Notons toutefois que l‘International Rugby Board (IRB) a contribué à compliquer les choses : quand l’équipe joue à Dublin, elle peut lever le drapeau tricolore et jouer l’hymne national Irlandais après Ireland’s call. Mais la tradition de jouer le God Save The Queen quand l’équipe joue à Belfast a été abandonnée, l’IRB estimant que dans ce cas, l’Irlande ne jouait pas à domicile. En Irlande, tout est toujours compliqué.
Si la harpe est le symbole officiel de l’Irlande, son symbole le plus connu est aussi non officiel : c’est le trèfle. La légende dit que Saint Patrick, patron de l’Irlande et évangélisateur de l’île, a utilisé cette plante pour expliquer le mystère de la trinité aux païens. C’est ce symbole qu’arbore sur son plastron l’équipe de rugby irlandaise, sous la forme du logo de l’IRFU, l‘Irish Rugby Football Union.
Rappelons en effet que le nom officiel du rugby en anglais est le rugby football pour le sport en général, et le rugby union pour le rugby à XV (le rugby à XIII s’appelant rugby league). En anglais, tout est toujours compliqué.
L’équipe d’Irlande est une vieille connaissance, puisque nous l’affrontons chaque année dans le cadre du tournoi des Six nations. Jusqu’à l’entrée de l’Italie, l’Irlande était abonnée à la dernière place dans les années 90. Le début des années 2000 a été une période faste, grâce à des joueurs d’exception comme Keith Wood, maintenant retraité (il représentait l’Irlande à la cérémonie d’ouverture) ou Brian O’Driscoll, encore en activité, un joueur d’ores et déjà entré dans la légende. L’Irlande a ainsi remporté le Grand Chelem l’année dernière (et donc nécessairement la Triple Couronne, qui récompense la première équipe britannique).

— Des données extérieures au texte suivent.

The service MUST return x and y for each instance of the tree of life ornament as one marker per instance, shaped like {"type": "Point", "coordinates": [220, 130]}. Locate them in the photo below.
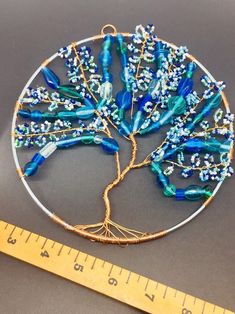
{"type": "Point", "coordinates": [158, 93]}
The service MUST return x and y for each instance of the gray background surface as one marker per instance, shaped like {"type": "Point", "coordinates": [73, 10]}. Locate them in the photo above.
{"type": "Point", "coordinates": [199, 258]}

Ce n’est donc pas un adversaire à prendre à la légère. Ce d’autant que le match aura lieu sur le même terrain que le France-Irlande en barrage de la Coupe du Monde, avec l’infâme main de Thierry Henri. Gageons que les Irlandais auront fort envie de laver l’affront et de montrer aux Français comment on marque de la main dans les règles de l’art.
Mettez la Guinness au frais, et n’hésitez pas à aller voir ce match dans un pub irlandais. Les irlandais sont un public formidable, vous serez les bienvenus.
Et bien évidemment… ALLEZ LES BLEUS ! ! !
Notes
[1] Certes, l’Ecosse et le Pays de Galles font partie du Royaume-Uni, mais sont bien des nations autonomes inscrites en tant que telles aux fédérations internationales de football et de rugby.